Fortinet's stock has fallen 28% year-to-date to $77, despite reporting a record $2.21 billion in free cash flow for FY2025, highlighting a disconnect between operational cash generation and investor sentiment. The DeepValue master report reveals that this optimism is tempered by critical issues: 70% of 2024 service revenue was recognized from deferred revenue already on the balance sheet, and management expects service revenue growth to slow due to declining short-term deferred revenue growth. While unified SASE billings grew 40% year-over-year in Q4'25 and now comprise 27% of total billings, FY2026 service revenue guidance of ~11% YoY remains subdued, failing to align with strong headline billings. At $77, the stock approaches the report's attractive entry point of $78, but valuation remains elevated at ~35x P/E, offering limited margin of safety amid concerns over service gross margin pressure from cloud infrastructure costs.

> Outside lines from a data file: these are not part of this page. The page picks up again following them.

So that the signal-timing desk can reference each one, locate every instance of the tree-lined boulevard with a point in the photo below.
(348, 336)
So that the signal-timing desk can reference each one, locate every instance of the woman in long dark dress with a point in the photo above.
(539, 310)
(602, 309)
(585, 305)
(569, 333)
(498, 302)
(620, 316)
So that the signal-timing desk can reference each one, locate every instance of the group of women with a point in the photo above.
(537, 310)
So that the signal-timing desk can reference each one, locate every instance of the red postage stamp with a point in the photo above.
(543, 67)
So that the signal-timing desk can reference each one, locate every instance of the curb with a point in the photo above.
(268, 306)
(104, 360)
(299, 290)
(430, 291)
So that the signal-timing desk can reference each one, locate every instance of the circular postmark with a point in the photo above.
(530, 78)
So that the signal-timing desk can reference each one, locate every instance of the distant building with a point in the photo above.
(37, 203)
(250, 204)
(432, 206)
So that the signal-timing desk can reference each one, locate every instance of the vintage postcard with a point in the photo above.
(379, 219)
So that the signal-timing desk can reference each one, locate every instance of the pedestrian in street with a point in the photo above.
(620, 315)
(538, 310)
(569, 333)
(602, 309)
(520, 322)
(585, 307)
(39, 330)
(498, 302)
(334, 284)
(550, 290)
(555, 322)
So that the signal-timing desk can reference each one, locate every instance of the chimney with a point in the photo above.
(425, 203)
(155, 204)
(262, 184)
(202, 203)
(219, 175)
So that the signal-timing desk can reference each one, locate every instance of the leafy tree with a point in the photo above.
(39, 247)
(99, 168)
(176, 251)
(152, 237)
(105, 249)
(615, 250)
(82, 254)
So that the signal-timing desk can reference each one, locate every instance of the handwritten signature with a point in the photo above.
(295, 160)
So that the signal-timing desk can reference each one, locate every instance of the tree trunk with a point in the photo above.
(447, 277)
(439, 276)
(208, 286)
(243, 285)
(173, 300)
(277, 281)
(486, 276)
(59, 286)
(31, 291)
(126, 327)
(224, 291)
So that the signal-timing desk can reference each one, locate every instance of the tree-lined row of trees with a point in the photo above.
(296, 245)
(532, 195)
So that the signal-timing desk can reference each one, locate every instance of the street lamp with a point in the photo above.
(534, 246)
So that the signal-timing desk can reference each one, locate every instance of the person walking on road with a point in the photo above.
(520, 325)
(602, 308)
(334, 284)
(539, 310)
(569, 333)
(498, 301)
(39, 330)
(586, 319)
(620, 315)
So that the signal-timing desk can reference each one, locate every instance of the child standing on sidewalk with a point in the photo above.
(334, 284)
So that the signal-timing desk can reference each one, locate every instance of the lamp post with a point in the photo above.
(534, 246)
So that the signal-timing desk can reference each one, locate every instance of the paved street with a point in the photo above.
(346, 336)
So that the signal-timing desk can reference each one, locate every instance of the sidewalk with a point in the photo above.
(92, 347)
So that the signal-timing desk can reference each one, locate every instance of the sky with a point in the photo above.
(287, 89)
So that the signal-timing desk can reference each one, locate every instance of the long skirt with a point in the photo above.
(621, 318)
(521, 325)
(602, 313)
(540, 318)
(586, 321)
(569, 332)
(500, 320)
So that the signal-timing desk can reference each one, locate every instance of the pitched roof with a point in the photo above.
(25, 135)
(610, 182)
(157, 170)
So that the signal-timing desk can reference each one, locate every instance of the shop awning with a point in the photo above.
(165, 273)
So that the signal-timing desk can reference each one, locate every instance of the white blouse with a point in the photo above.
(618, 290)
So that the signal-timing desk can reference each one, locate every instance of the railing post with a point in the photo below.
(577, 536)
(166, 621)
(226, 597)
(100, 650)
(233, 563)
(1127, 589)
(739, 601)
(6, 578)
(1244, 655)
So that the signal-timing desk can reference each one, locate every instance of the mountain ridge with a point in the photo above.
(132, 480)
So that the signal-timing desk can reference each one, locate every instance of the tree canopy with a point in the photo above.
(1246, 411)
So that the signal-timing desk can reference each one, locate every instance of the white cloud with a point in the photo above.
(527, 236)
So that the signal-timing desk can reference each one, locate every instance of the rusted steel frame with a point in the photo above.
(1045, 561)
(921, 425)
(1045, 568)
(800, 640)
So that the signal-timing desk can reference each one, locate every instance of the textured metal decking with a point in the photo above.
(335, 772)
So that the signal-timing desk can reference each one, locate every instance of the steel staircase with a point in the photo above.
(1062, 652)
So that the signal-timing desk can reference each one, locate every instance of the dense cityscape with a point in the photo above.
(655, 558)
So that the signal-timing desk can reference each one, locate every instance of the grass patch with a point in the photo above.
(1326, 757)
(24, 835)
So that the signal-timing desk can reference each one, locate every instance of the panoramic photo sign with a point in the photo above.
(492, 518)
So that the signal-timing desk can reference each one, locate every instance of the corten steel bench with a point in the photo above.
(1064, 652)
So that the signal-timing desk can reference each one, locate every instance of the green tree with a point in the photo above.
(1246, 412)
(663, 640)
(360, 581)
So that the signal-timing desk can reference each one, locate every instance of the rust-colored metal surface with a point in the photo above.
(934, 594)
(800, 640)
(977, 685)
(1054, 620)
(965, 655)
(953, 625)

Investors should therefore focus on near-term catalysts, such as acceleration in short-term deferred revenue and next-12-month RPO, to confirm the promised service revenue rebound in the second half of 2026.

Implication

Fortinet's record free cash flow demonstrates operational strength, but the stock's decline signals deeper market skepticism about the durability of service revenue growth amidst slowing deferred revenue indicators. The company must prove that its SASE expansion can drive sustained service revenue without eroding margins, requiring close monitoring of Q1'26 billings versus the $1.77B–$1.87B guide and SASE mix rising from 27%. Until short-term deferred revenue and next-12-month RPO show sequential improvement, the investment thesis remains unproven, and the stock could face further downside toward the bear case of $70 if conversion metrics weaken. Cash flow supports buybacks and balance sheet flexibility, but these alone are insufficient to offset potential multiple compression if services lag persists. Patience is key, with entry only justified upon visible signs of revenue durability, aligning with the report's 'WAIT' rating and 6-12 month re-assessment window.

Thesis delta

The new article reinforces the DeepValue report's emphasis on strong cash flow but does not alter the core thesis, which remains centered on unproven services durability. The stock price drop to $77 brings it near the attractive entry level of $78, but this alone is insufficient to upgrade the rating without evidence of improving deferred revenue or RPO metrics. Thus, the investment call stays 'WAIT,' with the thesis unchanged pending clearer conversion signals in upcoming quarters.